L’épouse d’un des deux journalistes arrêté pour violation de la « loi sur les secrets d’Etat » a donné naissance vendredi à une petite fille, a-t-on appris auprès de cette agence de presse. Wa Lone, 32 ans, et Kyaw Soe Oo, 28 ans, sont emprisonnés depuis huit mois pour détention de documents classifiés relatifs au massacre par l’armée l’année dernière de membres de la minorité musulmane des Rohingyas.

« Je veux qu’il soit libéré pour que nous puissions être ensemble en famille », a déclaré dans un communiqué diffusé par Reuters l’épouse de Wa Lone, Pan Ei Mon, 36 ans, après avoir donné naissance à leur premier enfant, Thet Htar Angel. Le rédacteur en chef de Reuters, Stephen J. Adler, a qualifié de « triste et troublant » le fait que le journaliste, emprisonné pour des accusations « sans fondement », n’ait pu assister à la naissance de sa fille.
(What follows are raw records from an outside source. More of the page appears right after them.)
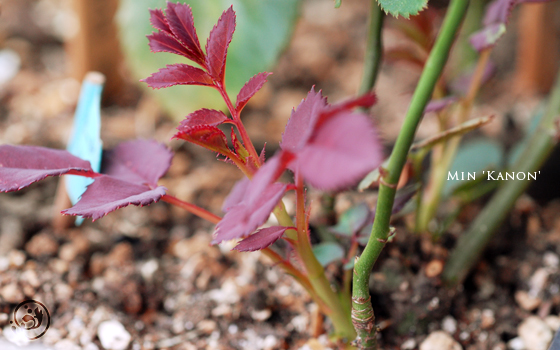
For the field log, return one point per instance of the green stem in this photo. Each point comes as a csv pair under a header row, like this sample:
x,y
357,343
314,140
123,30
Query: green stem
x,y
471,244
315,272
196,210
362,311
374,49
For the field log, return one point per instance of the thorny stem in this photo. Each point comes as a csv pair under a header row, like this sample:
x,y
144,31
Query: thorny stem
x,y
315,272
472,243
362,311
315,281
432,195
374,49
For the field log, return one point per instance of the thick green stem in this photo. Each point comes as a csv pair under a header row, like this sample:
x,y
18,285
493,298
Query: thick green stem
x,y
362,311
471,245
374,48
432,196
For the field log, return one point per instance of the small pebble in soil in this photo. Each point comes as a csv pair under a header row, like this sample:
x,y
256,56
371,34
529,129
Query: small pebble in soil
x,y
434,268
113,335
526,301
487,319
449,324
535,333
440,340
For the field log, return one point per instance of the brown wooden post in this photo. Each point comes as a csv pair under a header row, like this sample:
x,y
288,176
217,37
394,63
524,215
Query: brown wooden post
x,y
95,47
537,50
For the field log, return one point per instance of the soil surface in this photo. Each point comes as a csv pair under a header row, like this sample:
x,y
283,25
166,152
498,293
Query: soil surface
x,y
148,277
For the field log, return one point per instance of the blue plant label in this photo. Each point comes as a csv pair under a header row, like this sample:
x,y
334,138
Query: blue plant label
x,y
85,141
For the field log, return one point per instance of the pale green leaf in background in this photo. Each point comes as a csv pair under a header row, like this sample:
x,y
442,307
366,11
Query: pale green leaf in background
x,y
264,28
403,8
474,156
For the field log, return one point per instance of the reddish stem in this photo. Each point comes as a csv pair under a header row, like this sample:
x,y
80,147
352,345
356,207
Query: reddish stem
x,y
240,127
196,210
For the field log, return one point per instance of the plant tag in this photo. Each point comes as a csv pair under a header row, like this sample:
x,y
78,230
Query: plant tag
x,y
85,141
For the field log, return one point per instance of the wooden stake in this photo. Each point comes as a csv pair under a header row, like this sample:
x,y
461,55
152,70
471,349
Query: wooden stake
x,y
95,47
537,51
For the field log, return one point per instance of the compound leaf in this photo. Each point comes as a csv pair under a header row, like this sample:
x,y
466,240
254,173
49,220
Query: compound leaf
x,y
218,43
178,74
20,166
403,8
108,194
250,89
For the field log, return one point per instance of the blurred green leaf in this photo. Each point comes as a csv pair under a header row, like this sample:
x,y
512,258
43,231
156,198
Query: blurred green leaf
x,y
352,220
474,157
403,8
328,252
263,29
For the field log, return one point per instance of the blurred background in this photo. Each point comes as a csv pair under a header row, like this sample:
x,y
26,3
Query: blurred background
x,y
151,269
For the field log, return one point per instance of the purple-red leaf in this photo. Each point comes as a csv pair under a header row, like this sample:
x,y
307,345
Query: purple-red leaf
x,y
178,74
343,150
181,22
365,101
248,210
162,42
158,21
261,239
246,216
250,89
21,166
333,146
140,162
302,122
488,36
203,116
207,136
217,45
107,194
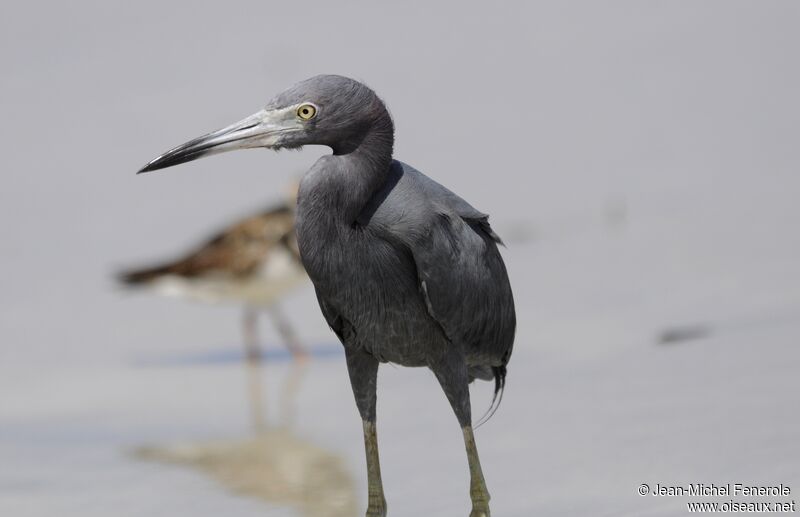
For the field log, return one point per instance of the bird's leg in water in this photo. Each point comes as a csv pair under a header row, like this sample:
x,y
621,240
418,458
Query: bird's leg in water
x,y
451,371
477,485
253,369
287,333
363,370
252,351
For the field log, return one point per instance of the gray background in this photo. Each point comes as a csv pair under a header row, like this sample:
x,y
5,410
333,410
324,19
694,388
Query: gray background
x,y
640,158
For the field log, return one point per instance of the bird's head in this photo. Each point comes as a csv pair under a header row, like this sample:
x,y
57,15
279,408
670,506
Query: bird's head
x,y
325,110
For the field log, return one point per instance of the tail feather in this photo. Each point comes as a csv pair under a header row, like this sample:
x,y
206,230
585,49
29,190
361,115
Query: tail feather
x,y
141,276
497,398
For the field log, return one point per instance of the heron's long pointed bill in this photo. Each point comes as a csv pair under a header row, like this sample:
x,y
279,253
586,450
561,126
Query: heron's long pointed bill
x,y
258,130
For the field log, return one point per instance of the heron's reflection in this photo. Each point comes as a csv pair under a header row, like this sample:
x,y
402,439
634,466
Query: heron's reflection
x,y
275,464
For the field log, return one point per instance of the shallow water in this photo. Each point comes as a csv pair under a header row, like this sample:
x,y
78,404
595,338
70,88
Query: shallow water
x,y
640,162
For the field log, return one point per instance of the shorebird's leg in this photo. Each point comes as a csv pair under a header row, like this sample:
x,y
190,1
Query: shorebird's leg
x,y
253,370
287,332
451,371
252,350
363,370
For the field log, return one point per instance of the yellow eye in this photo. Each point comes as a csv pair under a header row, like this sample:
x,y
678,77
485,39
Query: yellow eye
x,y
306,111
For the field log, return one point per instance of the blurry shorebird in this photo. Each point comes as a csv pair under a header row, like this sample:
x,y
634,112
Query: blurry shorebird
x,y
405,271
276,464
254,262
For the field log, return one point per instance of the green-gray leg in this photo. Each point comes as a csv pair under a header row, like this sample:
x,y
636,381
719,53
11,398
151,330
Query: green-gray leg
x,y
477,485
376,506
363,370
451,371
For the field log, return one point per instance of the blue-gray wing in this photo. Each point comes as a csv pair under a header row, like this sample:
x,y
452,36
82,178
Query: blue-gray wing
x,y
461,274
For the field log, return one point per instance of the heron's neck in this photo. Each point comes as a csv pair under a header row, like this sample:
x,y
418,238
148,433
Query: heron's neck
x,y
363,168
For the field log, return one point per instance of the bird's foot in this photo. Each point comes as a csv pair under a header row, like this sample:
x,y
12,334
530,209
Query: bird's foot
x,y
376,506
480,510
376,509
480,503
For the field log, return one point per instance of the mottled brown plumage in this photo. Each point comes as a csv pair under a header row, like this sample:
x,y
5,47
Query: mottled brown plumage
x,y
254,261
237,251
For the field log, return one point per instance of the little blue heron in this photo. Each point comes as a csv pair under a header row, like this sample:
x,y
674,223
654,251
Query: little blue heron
x,y
405,271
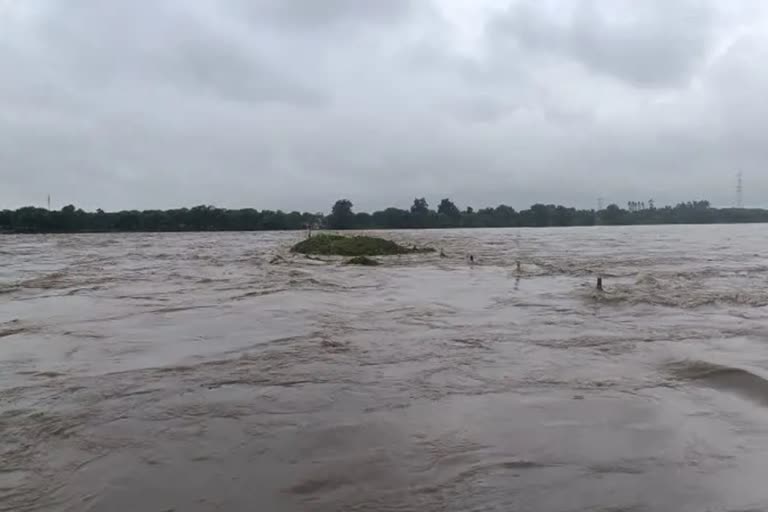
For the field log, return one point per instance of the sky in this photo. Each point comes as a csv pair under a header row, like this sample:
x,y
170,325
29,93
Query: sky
x,y
293,104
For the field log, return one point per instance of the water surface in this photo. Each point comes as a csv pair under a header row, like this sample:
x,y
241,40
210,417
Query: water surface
x,y
197,372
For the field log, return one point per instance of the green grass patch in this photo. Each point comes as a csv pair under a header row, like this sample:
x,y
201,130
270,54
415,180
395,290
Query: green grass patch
x,y
339,245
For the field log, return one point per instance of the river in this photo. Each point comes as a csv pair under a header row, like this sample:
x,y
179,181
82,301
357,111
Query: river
x,y
199,372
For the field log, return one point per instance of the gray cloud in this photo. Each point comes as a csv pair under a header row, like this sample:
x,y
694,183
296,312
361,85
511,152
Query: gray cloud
x,y
654,42
292,104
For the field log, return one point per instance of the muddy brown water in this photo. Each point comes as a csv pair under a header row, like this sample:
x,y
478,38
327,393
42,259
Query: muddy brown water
x,y
185,372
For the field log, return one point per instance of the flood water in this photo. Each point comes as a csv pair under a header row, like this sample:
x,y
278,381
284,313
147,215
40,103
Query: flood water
x,y
197,373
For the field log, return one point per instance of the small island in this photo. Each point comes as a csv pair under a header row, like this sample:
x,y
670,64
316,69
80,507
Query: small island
x,y
359,247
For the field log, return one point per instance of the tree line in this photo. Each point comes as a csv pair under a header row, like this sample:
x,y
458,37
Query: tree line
x,y
343,216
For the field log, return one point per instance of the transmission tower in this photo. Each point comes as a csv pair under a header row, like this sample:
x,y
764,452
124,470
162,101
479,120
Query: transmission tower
x,y
739,190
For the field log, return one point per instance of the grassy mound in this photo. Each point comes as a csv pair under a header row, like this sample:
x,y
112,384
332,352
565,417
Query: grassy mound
x,y
363,260
326,244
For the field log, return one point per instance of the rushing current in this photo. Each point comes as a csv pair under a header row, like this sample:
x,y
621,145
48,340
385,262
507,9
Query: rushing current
x,y
202,372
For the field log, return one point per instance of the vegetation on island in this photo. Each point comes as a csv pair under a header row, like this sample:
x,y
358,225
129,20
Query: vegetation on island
x,y
363,260
447,215
329,244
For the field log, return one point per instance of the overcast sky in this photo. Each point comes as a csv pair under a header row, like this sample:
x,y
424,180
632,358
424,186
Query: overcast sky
x,y
293,104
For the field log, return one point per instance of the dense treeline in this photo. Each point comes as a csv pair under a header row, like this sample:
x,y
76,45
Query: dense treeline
x,y
419,215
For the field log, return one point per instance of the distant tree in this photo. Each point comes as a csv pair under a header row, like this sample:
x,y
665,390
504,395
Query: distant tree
x,y
447,208
341,216
420,207
612,214
541,215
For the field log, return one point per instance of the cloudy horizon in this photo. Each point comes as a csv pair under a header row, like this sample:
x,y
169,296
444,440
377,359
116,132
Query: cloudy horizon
x,y
292,104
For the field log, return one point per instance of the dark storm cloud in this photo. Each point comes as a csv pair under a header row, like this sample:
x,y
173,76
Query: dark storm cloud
x,y
301,14
653,42
295,103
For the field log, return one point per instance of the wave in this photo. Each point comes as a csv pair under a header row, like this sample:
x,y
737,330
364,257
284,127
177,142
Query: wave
x,y
724,378
682,291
La police a tendu un piège à Wa Lone

Cette agence affirme que la police a tendu un piège à Wa Lone et Kyaw Soe Oo en leur faisant remettre les documents compromettants juste avant leur arrestation. Leur procès s’est ouvert mi-juillet. Le réquisitoire et les plaidoiries de la défense sont attendus pour le 20 août et le verdict pour dans les jours qui suivront.
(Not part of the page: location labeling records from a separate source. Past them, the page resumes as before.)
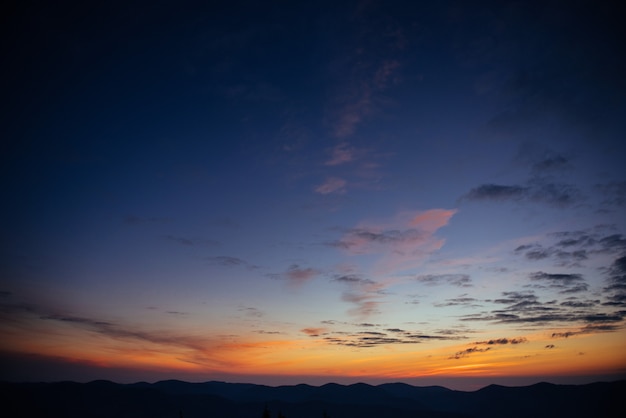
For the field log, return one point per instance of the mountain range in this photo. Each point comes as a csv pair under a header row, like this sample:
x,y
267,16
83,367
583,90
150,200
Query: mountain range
x,y
175,399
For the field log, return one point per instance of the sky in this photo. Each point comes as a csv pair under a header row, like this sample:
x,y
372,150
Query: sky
x,y
294,192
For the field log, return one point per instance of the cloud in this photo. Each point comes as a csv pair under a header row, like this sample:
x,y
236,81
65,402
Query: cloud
x,y
617,283
572,248
139,220
468,351
459,280
115,331
251,312
503,341
313,332
332,185
614,193
368,339
190,242
341,154
460,301
537,190
404,241
363,293
567,283
297,276
496,192
229,261
555,162
588,329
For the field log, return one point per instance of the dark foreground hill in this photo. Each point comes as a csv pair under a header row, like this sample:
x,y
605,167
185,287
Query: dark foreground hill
x,y
171,399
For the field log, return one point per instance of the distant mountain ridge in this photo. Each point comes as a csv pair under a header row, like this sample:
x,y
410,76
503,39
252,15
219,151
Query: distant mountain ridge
x,y
171,398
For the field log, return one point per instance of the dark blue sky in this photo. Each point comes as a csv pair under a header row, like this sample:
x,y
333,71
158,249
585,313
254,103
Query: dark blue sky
x,y
314,186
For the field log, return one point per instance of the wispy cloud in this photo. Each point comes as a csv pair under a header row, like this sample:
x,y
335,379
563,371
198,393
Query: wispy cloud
x,y
296,276
229,261
332,185
191,242
458,280
375,336
341,154
143,220
539,190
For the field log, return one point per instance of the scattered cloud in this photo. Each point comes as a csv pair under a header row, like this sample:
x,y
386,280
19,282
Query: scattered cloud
x,y
502,341
617,283
314,332
297,276
468,351
410,236
566,283
332,185
458,280
613,193
369,339
539,190
572,248
190,242
251,312
496,192
341,154
143,220
229,261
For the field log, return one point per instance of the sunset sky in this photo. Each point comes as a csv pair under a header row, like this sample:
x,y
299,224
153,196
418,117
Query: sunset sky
x,y
290,192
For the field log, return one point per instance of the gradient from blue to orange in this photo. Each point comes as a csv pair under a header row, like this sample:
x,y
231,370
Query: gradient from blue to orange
x,y
292,192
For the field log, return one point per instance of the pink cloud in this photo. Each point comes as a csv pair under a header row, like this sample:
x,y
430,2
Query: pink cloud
x,y
298,276
402,243
332,185
341,154
313,332
433,219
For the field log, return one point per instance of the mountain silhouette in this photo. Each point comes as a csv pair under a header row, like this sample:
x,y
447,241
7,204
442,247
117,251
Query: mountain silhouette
x,y
171,398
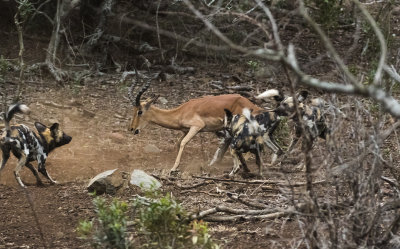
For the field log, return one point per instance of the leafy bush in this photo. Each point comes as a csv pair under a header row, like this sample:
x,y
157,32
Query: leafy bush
x,y
111,225
165,224
159,222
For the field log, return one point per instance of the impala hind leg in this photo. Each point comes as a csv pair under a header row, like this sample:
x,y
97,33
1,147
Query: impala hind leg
x,y
192,132
223,147
178,144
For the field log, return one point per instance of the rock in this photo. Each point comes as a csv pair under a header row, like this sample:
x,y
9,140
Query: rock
x,y
88,114
143,180
163,100
151,148
106,182
53,120
117,137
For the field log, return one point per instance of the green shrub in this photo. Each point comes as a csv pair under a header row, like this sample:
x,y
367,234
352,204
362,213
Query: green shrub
x,y
111,225
158,222
163,223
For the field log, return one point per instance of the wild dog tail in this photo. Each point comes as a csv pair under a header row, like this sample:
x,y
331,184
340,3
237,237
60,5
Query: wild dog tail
x,y
272,93
12,110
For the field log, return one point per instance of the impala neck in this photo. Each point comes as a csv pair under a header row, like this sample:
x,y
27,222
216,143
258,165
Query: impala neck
x,y
165,118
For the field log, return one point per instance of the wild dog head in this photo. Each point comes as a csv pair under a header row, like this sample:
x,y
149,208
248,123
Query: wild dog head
x,y
140,114
246,132
53,136
312,114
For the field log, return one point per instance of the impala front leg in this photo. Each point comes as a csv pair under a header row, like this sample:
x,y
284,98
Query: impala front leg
x,y
192,132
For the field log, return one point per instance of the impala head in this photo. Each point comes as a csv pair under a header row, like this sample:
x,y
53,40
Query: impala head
x,y
140,116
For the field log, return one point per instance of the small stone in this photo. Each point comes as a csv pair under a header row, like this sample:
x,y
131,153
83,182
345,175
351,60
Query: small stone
x,y
143,180
151,148
53,120
106,182
163,100
117,137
Les deux reporters enquêtaient sur le massacre de dix Rohingyas dans le village d’Inn Dinn. Quelques jours après leur arrestation, l’armée a reconnu que des soldats et des villageois bouddhistes avaient tué de sang-froid des captifs de cette communauté le 2 septembre 2017. Sept militaires ont été condamnés à dix ans de prison pour cette tuerie.

La minorité musulmane a fuit une offensive des soldats birmans

Plus de 700.000 membres de la minorité musulmane ont fui une offensive des soldats birmans déclenchée l’année dernière en représailles à des attaques de postes-frontières par des rebelles rohingyas. L’ONU a qualifié les violences perpétrées par les militaires de « nettoyage ethnique », des termes que Rangoun récuse.

Les centaines de milliers de Rohingyas déplacés ont trouvé refuge au Bangladesh où ils vivent depuis dans d’immenses campements de fortune. Au moins 6.700 ont été tués au cours du premier mois de l’offensive militaire, d’après l’ONG Médecins sans frontières.